To add to this first point, hospitals and surgical centers tend to remain customers for the long run. Given the cost of the da Vinci surgical system ($0.5 million to $2.5 million) and the time it takes to train surgeons, buyers are highly unlikely to ever switch to a competing robotic-assisted solution in the operating room.

The second catalyst is the company's razor-and-blades operating model. For Intuitive, the "razor" is the da Vinci surgical system. While these systems are pricey, they're also costly to build, and therefore result in only mediocre margins. The "blades" refer to the instruments and accessories sold with each procedure, as well as the servicing done on the da Vinci surgical system. These are considerably higher margin sales channels, and they're continually becoming a larger percentage of total sales over time.

The final catalyst for Intuitive Surgical is its innovation. In addition to just scratching the surface with da Vinci in colorectal, thoracic, and general soft tissue surgeries, Intuitive Surgical offers a host of other innovations, such as its Ion Platform for ultra-precise, robotic-assisted lung biopsies. The market share runway for da Vinci, coupled with the company's other innovation in the operating room, should lead to a sustained double-digit growth rate.

A physician administering a vaccine into the upper-left arm of a patient seated on an exam table.

Image source: Getty Images.

The Nasdaq 100 stock that can be avoided like the plague in September: Moderna

Unfortunately, not every Nasdaq 100 stock is going to be a winner. Though it's been one of the hottest stocks on Wall Street since the COVID-19 pandemic was declared in 2020, biotech stock Moderna (MRNA 0.80%) makes for an easy avoid in the month of September.

To be fair, Moderna does have a few things working in its favor. For example, Moderna and Merck announced positive results from their phase 2b combination trial evaluating Merck's cancer immunotherapy Keytruda and Moderna's experimental vaccine mRNA-4157 as a treatment for patients with resected high-risk melanoma.  This offers hope that Moderna can expand beyond its only current indication (COVID-19 vaccines).

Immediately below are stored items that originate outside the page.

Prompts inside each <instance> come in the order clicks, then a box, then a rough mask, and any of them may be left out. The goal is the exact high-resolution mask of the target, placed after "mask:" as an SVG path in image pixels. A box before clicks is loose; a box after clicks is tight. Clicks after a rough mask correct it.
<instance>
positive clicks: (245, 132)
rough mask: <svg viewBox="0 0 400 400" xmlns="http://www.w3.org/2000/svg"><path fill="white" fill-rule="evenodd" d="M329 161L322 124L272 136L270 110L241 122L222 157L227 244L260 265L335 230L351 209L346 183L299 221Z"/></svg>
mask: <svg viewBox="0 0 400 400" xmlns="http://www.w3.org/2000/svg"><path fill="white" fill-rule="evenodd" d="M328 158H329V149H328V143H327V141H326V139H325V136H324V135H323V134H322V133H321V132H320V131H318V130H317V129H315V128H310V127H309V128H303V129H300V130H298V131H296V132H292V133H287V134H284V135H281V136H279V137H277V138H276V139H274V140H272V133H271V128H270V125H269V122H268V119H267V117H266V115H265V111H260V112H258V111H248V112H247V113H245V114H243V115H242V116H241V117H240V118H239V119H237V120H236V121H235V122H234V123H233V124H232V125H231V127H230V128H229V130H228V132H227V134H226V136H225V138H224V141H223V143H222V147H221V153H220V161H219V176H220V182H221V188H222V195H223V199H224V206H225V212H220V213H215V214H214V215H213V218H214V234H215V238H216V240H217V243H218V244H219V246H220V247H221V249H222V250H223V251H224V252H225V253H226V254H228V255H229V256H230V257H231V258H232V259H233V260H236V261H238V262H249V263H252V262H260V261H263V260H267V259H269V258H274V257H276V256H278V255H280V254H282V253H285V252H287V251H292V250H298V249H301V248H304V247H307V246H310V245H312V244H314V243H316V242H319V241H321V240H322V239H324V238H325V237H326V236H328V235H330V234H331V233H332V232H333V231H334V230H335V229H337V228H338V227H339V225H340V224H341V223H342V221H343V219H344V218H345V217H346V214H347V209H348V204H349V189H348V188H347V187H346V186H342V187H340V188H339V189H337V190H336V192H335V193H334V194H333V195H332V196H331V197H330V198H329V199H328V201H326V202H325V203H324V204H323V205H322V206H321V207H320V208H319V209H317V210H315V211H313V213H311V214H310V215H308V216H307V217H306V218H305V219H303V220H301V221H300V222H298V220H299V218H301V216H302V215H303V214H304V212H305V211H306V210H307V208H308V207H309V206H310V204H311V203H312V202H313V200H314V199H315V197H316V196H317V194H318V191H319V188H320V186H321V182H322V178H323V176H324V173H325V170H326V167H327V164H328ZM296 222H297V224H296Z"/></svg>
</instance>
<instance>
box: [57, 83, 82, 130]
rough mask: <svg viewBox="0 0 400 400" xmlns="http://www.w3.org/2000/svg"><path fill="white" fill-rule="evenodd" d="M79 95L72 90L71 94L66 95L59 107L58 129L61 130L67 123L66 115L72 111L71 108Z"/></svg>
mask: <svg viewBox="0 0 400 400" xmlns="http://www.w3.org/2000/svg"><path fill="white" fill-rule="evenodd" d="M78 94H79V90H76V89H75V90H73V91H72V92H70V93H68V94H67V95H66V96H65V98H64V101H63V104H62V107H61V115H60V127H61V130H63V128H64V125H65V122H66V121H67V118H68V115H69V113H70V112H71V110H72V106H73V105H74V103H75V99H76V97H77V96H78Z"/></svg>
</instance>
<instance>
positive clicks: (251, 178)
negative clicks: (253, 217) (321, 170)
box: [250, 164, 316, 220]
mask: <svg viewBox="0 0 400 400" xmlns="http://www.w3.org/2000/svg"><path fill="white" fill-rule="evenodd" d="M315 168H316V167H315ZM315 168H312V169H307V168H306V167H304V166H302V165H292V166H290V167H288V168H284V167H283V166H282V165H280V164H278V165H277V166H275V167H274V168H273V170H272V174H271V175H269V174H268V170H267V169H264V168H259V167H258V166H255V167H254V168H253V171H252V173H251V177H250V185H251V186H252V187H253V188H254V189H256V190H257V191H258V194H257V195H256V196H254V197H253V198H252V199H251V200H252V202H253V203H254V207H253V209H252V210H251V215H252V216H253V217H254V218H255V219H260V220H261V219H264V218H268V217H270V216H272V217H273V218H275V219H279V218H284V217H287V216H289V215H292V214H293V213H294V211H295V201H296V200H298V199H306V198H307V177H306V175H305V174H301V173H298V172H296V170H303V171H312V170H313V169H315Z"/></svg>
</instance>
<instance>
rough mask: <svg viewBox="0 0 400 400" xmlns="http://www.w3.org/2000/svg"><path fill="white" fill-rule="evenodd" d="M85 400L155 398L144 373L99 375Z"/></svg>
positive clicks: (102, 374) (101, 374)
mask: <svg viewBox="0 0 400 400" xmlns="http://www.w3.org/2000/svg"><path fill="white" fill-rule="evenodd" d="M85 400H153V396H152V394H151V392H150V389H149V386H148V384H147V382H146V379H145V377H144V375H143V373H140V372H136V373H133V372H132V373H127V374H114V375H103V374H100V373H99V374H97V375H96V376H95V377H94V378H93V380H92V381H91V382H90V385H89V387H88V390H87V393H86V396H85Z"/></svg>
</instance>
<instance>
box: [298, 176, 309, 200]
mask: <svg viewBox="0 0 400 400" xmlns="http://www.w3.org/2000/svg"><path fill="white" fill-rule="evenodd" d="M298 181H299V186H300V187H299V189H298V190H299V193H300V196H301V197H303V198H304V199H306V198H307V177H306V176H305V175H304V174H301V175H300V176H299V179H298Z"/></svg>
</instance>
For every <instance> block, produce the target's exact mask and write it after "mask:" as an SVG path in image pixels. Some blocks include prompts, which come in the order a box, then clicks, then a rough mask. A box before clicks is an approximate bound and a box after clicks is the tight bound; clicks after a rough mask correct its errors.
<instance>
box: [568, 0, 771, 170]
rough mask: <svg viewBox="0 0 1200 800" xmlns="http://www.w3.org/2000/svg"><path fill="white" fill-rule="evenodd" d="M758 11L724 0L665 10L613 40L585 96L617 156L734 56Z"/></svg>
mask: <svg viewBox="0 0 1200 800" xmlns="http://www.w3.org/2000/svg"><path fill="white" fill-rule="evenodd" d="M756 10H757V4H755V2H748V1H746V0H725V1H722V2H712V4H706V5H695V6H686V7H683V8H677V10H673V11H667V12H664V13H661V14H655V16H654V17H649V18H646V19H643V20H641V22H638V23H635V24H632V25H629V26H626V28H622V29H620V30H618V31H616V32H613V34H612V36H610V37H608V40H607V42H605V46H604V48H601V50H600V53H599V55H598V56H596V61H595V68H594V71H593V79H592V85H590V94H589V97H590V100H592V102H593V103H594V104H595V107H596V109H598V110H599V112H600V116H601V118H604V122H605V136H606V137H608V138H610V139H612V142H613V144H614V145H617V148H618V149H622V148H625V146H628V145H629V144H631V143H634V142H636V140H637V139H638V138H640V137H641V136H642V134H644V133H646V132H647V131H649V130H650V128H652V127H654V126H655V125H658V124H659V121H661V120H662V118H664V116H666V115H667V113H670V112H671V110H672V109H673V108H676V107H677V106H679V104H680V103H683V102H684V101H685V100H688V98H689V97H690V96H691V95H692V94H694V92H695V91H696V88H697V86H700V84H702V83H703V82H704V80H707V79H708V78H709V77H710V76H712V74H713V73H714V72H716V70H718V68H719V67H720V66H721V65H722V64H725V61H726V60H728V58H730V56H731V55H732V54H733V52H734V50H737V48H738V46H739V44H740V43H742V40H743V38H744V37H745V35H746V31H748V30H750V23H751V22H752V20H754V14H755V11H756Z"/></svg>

Additionally, Moderna closed out June with close to $8.5 billion in cash, cash equivalents, and investments.  There's plenty of capital here to continue conducting research. But this is where the praise ends.

The biggest problem for Moderna is that its COVID-19 vaccine, Spikevax, isn't the beast it was as recently as last year. With COVID-19 vaccines shifting from advanced purchase agreements with governments to the private market, Spikevax will face tougher competition. This includes Novavax, whose protein-based vaccine was late to the party in 2022, but will be ready to roll this year.

More importantly, with the worst of the COVID-19 pandemic likely in the rearview mirror, the public's desire to get booster shots appears to be fading. Only 17% of eligible Americans have received an updated bivalent COVID-19 booster shot over the past year, and this figure could decline even more as time passes. 

Meanwhile, Moderna has gone from jaw-dropping profits to eye-numbing losses. After generating more than $19 billion in sales last year, the company's COVID-19 sales are expected to come in around $7 billion (at the midpoint) in 2023 and possibly fall to a little over $6 billion in 2024, based on Wall Street's estimates. In the two-year stretch from Jan. 1, 2023 to Dec. 31, 2024, analysts believe Moderna could lose an aggregate of $3.4 billion. That's a steep loss for a company valued at $43 billion, whose shares have more than quadrupled since the pandemic began.

With only a single area of focus currently generating sales, Moderna has a mountain of built-in risk. This makes it an easy stock to avoid in September.